Ein Fluchtweg aus diesem Spannungsverhältnis führte nach links in die Fritsche zum Bolzplatz, wo nicht ganz so zahlreich und lautstark aber fast noch entschiedener “Ha Ho He Hertha BSC” und “Nieder mit den Alsenborn!” skandiert wurde. Nachdem Hertha in der Pfalz verloren hatte, war der Aufstieg, den ganz Berlin – also die eingemauerten – ganz fest ins Auge gefasst hatte und der als selbstverständlich betrachtet wurde, gefährdet.
Der Bürger kam denn doch noch vom Balkon und strömte in Massen ins Olympiastadion und Hertha schaffte souverän den Sprung ins Oberhaus, wo man gleich zum Zuschauerkrösus avancierte und Stammspieler vom Meister verpflichten konnte. Auf dem Bolzplatz grenzte die Begeisterung für “Goldköpfchen” Brungs an Raserei, in der 2. Saison war Hertha in der Spitze der Bundesliga angekommen.

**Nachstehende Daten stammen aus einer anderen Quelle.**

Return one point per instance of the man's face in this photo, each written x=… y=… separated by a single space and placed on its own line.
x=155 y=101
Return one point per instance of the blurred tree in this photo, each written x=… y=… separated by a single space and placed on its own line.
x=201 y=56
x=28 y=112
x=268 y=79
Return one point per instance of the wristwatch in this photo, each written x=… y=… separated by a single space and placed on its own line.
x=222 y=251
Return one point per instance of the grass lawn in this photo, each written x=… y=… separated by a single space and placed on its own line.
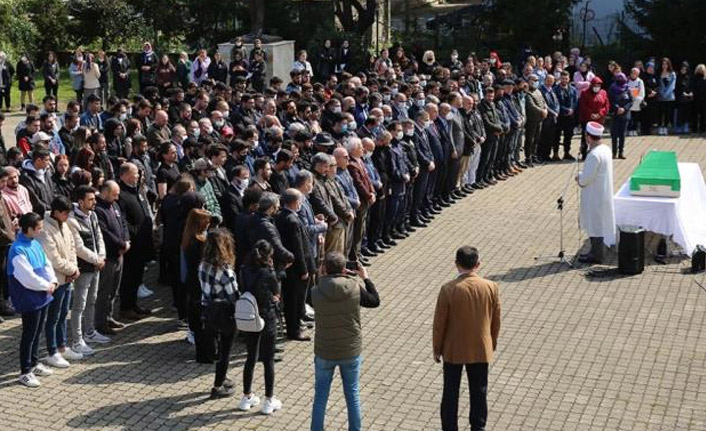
x=66 y=92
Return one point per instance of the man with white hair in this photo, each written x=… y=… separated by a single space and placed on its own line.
x=597 y=213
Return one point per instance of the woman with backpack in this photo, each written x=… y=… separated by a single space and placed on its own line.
x=259 y=278
x=192 y=243
x=219 y=291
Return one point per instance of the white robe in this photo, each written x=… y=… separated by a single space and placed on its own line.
x=597 y=215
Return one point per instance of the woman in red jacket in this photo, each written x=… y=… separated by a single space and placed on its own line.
x=593 y=106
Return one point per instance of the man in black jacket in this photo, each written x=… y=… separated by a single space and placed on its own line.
x=116 y=238
x=260 y=226
x=36 y=177
x=139 y=223
x=294 y=239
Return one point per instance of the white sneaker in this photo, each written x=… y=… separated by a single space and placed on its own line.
x=96 y=337
x=271 y=405
x=56 y=361
x=248 y=402
x=71 y=355
x=41 y=370
x=83 y=348
x=29 y=380
x=143 y=291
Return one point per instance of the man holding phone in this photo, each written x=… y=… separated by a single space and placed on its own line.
x=338 y=341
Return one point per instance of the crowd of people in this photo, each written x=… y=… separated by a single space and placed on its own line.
x=236 y=183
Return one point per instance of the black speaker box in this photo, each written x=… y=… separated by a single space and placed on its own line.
x=631 y=251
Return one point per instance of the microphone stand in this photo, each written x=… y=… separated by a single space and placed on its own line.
x=560 y=206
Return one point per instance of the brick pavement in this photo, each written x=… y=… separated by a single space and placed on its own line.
x=575 y=353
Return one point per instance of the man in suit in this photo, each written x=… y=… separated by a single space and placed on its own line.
x=294 y=239
x=466 y=328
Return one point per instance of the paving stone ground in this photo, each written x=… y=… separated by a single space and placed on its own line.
x=575 y=352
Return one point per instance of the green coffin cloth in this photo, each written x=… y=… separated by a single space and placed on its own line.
x=657 y=175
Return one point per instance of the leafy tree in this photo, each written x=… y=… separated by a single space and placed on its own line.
x=51 y=19
x=112 y=22
x=673 y=28
x=520 y=22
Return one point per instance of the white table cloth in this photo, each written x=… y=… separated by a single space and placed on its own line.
x=682 y=218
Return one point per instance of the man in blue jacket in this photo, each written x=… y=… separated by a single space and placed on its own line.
x=31 y=282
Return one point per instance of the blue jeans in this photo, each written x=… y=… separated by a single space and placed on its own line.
x=56 y=318
x=350 y=374
x=32 y=324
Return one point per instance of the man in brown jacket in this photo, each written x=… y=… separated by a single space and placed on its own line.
x=466 y=327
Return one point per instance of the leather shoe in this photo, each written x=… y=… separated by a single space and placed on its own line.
x=131 y=315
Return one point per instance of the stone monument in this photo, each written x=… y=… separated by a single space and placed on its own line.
x=280 y=53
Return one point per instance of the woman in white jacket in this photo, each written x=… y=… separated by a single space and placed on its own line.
x=91 y=79
x=637 y=89
x=58 y=242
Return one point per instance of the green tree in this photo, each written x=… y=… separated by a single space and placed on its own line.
x=521 y=22
x=51 y=19
x=673 y=28
x=110 y=22
x=17 y=33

Der freie Eintritt für Kinder sorgte dafür, dass die Kaulquappen auf dem besten Weg waren, im Froschkonzert mit zu quaken, der Bundesligaskandal war dann allerdings eine Kröte, an der man sich in dem Alter nur verschlucken konnte, von Verdauen gar nicht zu reden, so dass es letztlich nur zu Unken reichte.

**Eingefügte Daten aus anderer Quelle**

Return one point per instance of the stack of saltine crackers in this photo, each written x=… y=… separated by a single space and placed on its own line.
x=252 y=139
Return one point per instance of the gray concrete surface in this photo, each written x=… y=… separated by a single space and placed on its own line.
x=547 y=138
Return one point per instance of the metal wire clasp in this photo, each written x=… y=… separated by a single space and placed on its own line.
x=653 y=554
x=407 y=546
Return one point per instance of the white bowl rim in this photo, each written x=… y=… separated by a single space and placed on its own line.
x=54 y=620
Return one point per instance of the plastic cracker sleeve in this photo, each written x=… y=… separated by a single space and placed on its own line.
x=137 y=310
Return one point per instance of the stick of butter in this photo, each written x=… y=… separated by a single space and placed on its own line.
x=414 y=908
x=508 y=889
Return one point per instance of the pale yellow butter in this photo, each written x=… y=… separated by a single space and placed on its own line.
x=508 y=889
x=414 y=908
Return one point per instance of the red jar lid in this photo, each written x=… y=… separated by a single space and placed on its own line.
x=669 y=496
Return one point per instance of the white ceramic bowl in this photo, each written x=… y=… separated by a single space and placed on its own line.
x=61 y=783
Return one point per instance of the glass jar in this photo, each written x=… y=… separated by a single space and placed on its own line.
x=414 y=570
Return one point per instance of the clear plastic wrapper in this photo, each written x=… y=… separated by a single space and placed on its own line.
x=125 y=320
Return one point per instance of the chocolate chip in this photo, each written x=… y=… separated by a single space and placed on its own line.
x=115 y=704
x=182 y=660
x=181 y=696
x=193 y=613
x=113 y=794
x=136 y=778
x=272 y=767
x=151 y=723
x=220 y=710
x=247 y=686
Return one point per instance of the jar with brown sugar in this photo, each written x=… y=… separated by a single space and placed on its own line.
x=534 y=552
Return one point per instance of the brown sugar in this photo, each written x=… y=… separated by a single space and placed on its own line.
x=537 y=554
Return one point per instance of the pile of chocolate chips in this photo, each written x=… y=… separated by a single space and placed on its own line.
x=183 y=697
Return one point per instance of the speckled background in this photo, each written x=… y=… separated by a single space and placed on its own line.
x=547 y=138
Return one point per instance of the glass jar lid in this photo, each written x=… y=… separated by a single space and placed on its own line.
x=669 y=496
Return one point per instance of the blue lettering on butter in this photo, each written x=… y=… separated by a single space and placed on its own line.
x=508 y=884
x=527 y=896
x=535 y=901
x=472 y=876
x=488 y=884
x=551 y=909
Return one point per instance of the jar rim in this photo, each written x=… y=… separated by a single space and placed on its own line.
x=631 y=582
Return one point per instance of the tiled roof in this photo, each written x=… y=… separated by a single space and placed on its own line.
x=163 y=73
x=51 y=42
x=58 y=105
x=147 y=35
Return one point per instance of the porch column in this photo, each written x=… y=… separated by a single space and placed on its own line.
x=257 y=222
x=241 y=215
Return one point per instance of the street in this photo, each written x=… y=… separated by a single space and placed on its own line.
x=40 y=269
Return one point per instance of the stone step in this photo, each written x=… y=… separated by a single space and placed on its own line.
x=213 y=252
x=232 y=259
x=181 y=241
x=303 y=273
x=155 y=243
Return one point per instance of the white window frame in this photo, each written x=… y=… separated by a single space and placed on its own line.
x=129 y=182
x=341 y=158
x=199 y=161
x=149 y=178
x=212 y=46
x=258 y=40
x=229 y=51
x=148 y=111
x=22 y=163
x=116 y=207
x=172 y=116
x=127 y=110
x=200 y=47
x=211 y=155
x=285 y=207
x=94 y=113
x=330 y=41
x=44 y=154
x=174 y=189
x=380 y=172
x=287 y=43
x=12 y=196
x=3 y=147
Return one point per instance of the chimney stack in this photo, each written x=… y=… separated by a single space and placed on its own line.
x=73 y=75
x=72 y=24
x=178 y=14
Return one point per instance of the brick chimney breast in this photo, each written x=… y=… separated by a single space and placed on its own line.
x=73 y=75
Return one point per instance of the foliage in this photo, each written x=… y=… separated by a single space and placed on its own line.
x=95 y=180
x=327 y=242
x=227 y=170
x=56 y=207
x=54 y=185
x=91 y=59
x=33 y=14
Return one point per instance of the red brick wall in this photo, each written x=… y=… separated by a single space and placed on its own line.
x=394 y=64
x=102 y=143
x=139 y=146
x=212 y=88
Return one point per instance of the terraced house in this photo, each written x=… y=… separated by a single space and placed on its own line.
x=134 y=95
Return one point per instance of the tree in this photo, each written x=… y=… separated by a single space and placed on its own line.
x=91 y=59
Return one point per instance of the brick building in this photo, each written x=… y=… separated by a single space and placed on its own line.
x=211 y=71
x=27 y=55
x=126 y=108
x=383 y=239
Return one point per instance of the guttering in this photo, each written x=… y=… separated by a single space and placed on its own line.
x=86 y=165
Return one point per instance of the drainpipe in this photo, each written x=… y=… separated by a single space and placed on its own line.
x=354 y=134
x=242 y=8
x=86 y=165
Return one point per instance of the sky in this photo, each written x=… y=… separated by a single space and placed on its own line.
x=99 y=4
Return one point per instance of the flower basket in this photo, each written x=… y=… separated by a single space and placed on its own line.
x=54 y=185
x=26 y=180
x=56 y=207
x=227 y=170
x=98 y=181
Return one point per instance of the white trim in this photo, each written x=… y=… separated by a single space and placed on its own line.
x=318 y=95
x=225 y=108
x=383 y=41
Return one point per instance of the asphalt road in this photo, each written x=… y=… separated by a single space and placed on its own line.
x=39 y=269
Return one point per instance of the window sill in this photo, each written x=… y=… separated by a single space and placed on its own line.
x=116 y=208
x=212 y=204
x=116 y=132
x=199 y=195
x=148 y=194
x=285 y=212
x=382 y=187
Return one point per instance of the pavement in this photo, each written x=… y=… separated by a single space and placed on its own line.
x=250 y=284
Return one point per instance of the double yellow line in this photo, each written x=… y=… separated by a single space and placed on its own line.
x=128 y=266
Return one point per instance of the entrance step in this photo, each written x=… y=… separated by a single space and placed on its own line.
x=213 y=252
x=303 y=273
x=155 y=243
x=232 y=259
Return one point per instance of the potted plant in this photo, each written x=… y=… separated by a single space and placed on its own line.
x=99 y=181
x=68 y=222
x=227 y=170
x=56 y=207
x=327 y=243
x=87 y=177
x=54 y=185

Der Zerfall des hoffnungsvollen Kaders aus akuter Geldgier führte direkt in die Pleite, die Plumpe wurde versilbert, die Kohle gleich wider rausgehauen, so dass noch ordentlich Fußball gespielt wurde, vor allem von Ete Beer und Larry Horr, der einzige der den Bestechungsskandal heil überstanden hatte.
Wenn man aber mal richtigen Krach und viele Leute erleben wollte, ist man zu der Zeit zum Kaiserdamm und hat die Parade unser alliierten Beschützer mit abgenommen: Dieselmotorengedröhn und Panzerkettengerassel vom Ohrenbetäubensten – der Geruch und das Geräusch von Freiheit und Sicherheit.

Fernsehen war auch neu für mich und brachte Fußball als leicht zu konsumierende Häppchen, der Stadionbesuch, obwohl gratis, war relativ anstrengend und zeitraubend und Sportschau, unser Fernseher konnte nur Erstes und Osten, war einfach bequemer und übersichtlicher. Hier noch ein Link dazu vom Beginn dieses Blogs: Fernsehfußball.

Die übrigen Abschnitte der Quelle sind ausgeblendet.